Lina Sastri è Medea per me
Al Campania Teatro Festival, nello scenario selvaggio e suggestivo del Giardino paesaggistico-pastorale del bosco di Capodimonte, Lina Sastri ci presenta la sua Medea.
Una Medea gitana nei costumi, napoletana nella lingua e nella musiche.
Poco o nullo il riferimento alla Grecia in una Medea che evidentemente vuole staccarsi da una collocazione storica e geografica per diventare il paradigma di una condizione umana.
La condizione infelice e disperata di una donna che, dopo aver perso ormai tutto, si aggrappa a ciò che resta: la vendetta.

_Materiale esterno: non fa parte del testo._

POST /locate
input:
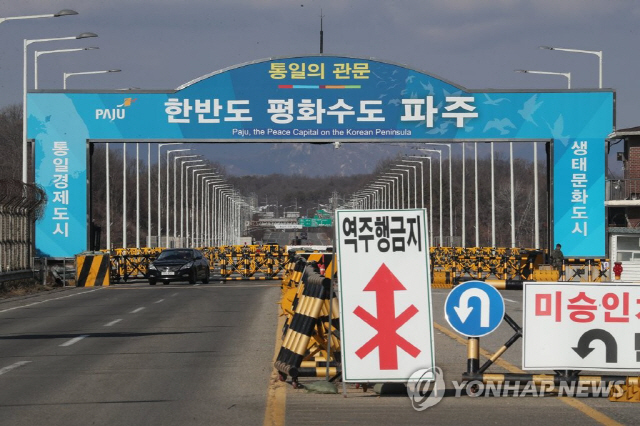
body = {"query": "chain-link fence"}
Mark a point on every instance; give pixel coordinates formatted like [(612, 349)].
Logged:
[(20, 206)]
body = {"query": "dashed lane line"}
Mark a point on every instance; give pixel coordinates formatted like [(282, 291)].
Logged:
[(12, 367), (74, 340)]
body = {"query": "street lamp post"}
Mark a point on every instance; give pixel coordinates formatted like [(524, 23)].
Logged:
[(415, 184), (167, 231), (214, 209), (184, 188), (64, 12), (159, 210), (24, 87), (421, 181), (564, 74), (37, 54), (201, 206), (396, 188), (195, 201), (598, 53), (69, 74), (448, 145), (175, 193), (108, 196), (124, 195), (450, 207)]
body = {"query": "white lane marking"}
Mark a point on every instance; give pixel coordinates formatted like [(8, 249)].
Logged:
[(109, 324), (74, 340), (49, 300), (12, 366)]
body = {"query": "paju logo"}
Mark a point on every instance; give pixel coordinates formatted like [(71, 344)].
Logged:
[(114, 113), (418, 388)]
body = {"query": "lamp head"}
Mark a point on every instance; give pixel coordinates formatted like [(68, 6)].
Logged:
[(86, 35), (65, 12)]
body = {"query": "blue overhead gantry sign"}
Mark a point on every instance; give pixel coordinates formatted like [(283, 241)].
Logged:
[(323, 98)]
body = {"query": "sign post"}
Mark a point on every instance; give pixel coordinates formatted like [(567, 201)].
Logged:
[(385, 294), (576, 326), (474, 309)]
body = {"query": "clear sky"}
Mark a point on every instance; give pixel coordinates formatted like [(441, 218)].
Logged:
[(160, 44)]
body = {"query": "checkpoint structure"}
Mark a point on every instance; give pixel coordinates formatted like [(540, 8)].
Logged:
[(320, 98)]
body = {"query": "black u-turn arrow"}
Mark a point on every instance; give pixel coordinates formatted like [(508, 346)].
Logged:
[(583, 349)]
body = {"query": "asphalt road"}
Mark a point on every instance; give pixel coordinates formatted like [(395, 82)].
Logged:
[(368, 408), (284, 238), (189, 355), (136, 354)]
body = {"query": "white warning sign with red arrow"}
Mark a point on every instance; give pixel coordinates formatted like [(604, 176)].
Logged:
[(385, 294)]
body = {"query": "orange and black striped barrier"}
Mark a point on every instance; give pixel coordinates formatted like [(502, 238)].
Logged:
[(92, 270), (297, 337)]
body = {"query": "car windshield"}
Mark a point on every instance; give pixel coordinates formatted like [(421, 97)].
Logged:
[(185, 255)]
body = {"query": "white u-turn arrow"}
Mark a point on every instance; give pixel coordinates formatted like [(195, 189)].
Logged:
[(463, 310)]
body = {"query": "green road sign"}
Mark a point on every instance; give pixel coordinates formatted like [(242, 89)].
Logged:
[(313, 222)]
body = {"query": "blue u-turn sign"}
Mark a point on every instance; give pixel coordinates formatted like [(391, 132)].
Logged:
[(474, 309)]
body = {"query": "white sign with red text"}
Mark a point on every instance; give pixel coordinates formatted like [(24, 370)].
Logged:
[(385, 294), (580, 326)]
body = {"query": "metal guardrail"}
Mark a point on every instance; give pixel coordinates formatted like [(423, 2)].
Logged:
[(16, 275), (623, 189)]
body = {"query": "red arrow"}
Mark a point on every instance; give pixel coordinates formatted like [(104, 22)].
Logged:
[(385, 284)]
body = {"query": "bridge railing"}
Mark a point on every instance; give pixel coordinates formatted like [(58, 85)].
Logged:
[(20, 206)]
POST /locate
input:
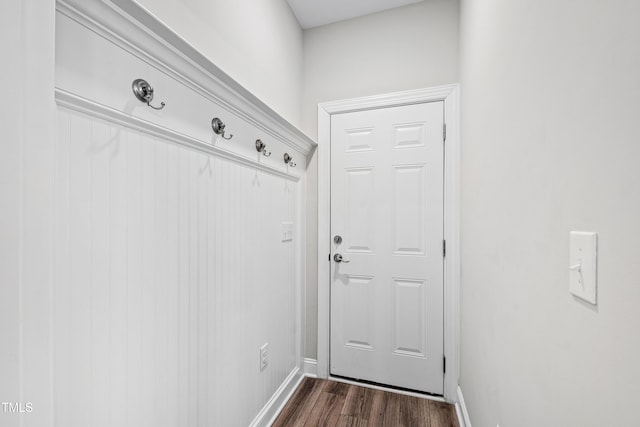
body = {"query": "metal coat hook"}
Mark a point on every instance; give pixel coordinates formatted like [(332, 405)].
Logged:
[(218, 128), (262, 148), (289, 160), (144, 92)]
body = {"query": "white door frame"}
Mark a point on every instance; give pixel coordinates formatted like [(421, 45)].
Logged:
[(450, 95)]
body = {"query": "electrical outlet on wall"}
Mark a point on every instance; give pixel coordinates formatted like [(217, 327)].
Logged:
[(264, 356), (287, 231)]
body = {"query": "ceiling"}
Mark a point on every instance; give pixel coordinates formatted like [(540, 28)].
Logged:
[(313, 13)]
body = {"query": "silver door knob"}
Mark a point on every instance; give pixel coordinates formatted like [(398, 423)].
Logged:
[(338, 258)]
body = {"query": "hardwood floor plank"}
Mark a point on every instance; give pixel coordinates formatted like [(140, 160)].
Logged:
[(326, 411), (442, 414), (414, 411), (378, 404), (334, 387), (323, 403), (391, 416), (350, 421), (299, 407), (358, 402)]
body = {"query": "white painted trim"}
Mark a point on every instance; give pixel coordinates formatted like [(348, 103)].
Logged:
[(83, 105), (134, 29), (461, 410), (450, 95), (310, 367), (272, 409)]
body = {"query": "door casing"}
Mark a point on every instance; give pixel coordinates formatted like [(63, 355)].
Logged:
[(449, 94)]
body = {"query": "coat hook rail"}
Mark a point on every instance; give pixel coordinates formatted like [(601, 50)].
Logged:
[(289, 160), (144, 92), (218, 128), (261, 147)]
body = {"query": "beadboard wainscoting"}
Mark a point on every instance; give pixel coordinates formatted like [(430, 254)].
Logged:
[(173, 263)]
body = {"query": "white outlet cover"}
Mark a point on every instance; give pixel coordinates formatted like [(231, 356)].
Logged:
[(287, 231), (264, 356), (583, 255)]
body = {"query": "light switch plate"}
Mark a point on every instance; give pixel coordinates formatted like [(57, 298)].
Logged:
[(583, 256), (287, 231)]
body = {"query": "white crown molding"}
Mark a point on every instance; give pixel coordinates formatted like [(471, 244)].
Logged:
[(134, 29), (77, 103)]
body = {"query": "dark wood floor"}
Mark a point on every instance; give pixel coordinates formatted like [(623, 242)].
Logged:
[(329, 403)]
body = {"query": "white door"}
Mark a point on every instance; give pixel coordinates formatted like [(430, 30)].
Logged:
[(387, 207)]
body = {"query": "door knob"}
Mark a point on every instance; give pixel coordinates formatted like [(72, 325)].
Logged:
[(338, 258)]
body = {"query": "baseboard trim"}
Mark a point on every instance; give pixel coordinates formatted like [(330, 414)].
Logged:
[(310, 367), (272, 409), (461, 410)]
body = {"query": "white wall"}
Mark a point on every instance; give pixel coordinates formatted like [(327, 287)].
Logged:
[(550, 135), (258, 43), (26, 120), (411, 47)]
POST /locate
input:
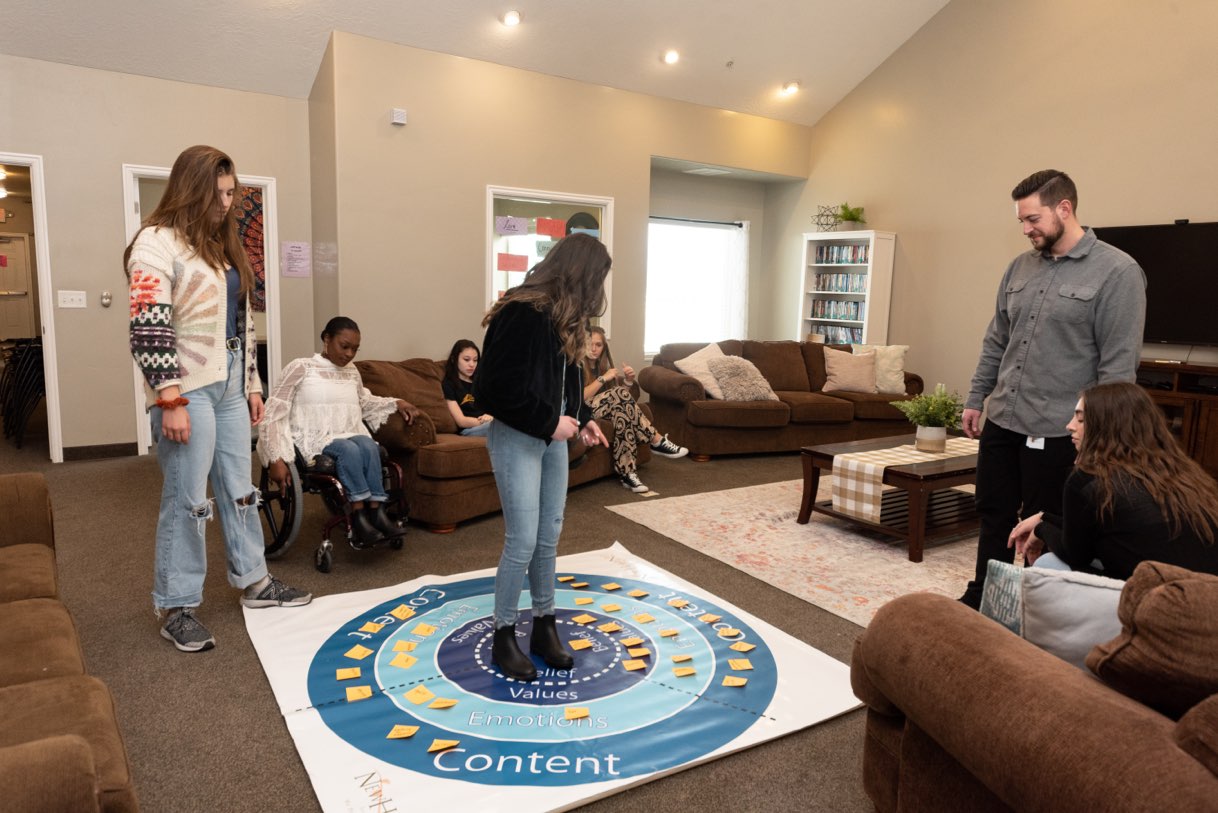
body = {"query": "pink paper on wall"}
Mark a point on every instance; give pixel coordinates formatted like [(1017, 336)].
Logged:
[(512, 262)]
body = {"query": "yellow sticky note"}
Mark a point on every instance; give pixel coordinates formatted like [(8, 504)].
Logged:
[(402, 731), (403, 661), (419, 695)]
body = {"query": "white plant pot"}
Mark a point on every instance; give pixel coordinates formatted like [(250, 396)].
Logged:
[(931, 439)]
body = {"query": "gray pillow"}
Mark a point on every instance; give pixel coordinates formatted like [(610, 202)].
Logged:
[(739, 379)]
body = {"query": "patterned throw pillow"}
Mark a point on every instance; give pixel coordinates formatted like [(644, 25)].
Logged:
[(739, 379)]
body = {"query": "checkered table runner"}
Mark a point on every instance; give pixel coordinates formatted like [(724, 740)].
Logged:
[(858, 477)]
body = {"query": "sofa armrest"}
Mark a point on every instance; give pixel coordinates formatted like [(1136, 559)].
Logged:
[(49, 775), (664, 383), (26, 510), (1039, 733)]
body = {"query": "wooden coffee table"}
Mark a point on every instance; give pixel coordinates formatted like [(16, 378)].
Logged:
[(921, 507)]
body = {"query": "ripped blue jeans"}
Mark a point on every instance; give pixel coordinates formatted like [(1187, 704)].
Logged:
[(218, 451)]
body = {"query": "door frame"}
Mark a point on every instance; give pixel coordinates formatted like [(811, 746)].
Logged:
[(132, 176), (45, 299)]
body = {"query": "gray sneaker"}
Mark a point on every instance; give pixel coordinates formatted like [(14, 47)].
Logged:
[(186, 633), (275, 594)]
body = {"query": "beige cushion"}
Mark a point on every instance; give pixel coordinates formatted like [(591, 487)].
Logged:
[(850, 372), (889, 367), (696, 366), (739, 379)]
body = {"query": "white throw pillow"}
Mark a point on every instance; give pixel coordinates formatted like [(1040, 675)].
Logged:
[(889, 367), (696, 365)]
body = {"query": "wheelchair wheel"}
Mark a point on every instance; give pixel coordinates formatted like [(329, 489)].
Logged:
[(281, 513)]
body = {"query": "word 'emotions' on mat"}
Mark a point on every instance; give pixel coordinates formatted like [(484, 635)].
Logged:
[(395, 689)]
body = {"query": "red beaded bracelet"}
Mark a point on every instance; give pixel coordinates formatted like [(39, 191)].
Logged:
[(172, 404)]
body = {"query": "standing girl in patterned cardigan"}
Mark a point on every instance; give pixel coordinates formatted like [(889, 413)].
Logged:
[(191, 334)]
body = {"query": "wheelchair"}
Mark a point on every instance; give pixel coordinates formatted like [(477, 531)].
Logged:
[(283, 511)]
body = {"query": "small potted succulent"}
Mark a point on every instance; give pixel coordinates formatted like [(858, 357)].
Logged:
[(933, 413)]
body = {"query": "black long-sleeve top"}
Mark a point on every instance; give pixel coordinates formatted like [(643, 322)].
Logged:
[(523, 373), (1133, 533)]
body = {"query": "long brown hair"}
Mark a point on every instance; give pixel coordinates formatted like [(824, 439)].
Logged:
[(186, 207), (569, 283), (1126, 439)]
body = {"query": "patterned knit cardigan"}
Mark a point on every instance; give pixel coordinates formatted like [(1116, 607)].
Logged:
[(179, 315)]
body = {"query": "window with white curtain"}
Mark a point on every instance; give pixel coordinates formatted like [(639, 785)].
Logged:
[(697, 282)]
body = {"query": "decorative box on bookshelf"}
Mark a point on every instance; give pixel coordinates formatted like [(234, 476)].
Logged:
[(845, 287)]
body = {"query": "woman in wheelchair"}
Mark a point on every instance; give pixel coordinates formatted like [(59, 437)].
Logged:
[(320, 406)]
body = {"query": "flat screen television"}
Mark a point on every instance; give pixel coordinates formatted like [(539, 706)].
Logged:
[(1180, 261)]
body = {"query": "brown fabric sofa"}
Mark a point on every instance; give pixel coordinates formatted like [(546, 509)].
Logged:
[(447, 477), (60, 746), (962, 714), (804, 416)]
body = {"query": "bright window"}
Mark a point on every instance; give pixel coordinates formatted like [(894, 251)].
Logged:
[(697, 282)]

Ho pensato a questa edizione di Medea per Campania Teatro Festival 2021, partendo dal testo, che avevo ridotto da Euripide, attingendo a varie traduzioni, essenzializzandolo, alcuni anni fa, perché è da tempo che volevo farlo. Scoprii già in quella occasione la modernità sorprendente delle parole di Euripide e la profondità assoluta della sua conoscenza dell’animo umano.
Lina Sastri
Questa condizione umana, questo miscuglio cupo e torbido di sentimenti brutali e ancestrali è ciò che rende questo mito non moderno, non attuale, bensì eterno. Eterno perché animato da sentimenti che non hanno tempo, partoriti dalla parte peggiore, animale di noi. Sentimenti che non c’è civiltà, non c’è progresso che possa cambiare, sopire o modellare.
L’amore tradito genera dolore, il dolore la vendetta, la vendetta la più barbara delle violenze. Medea è questo: un contenitore di passioni, di ancestrali e inconfessabili pulsioni che teoricamente poco hanno a che fare l’una con l’altra eppure tutte indissolubilmente legate tra di loro.
La Medea della Sastri tenta, riuscendoci, di mettere in scena quel confuso calderone di passioni che porta una donna umiliata e ferita a diventare, per pura sete di vendetta, l’assassina dei suoi figli.
Per me il dolore è gioia se tu non ridi
La vendetta di Medea è un sentimento totalizzante, accecante, una pulsione febbrile che spazza via ogni residuo di umanità, annulla ogni vincolo. La vendetta è più forte dell’amore, più forte del sangue, più forte dell’umana pietà.
Giasone, interpretato da Raffaele De Martino, nel melodramma non ha voce: la sua danza, i soli movimenti del suo corpo bene rendono ora l’insensibile noncuranza, ora l’ammaliante seduzione, ora lo strazio per la prole ormai perduta.
In scena un pianoforte, un dipinto di Kokocinsky che rappresenta una madre e i suoi figli, un danzatore-Giasone, una corifea, Medea.
Assenti dal scena sono le uniche vittime senza colpa di questa tragedia: quei figli maledetti di una madre odiosa, anime senza colpa usate come strumento di tortura, come arma per punire. Euridice, sposa inconsapevole, colpevole solo di avere ciò che Medea desidera: l’amore di Giasone, una famiglia, un futuro, la propria terra.
Il pubblico – così come la corifea interpretata da Federica Aiello – davanti ad una Sastri che urla con una voce piena di disperazione gli affanni, il dolore e l’umiliazione di Medea, si trasforma in uno spettatore inerme, impotente dinanzi all’orrore che si sta per compiere. Invano si può chiedere a Medea di desistere dai suoi piani, poiché nulla è più cocente di una rabbia che divampa.
E dunque una ninnananna lugubre annuncia che il misfatto è compiuto, che quel labile confine tra umanità e ferinità è stato irrimediabilmente oltrepassato.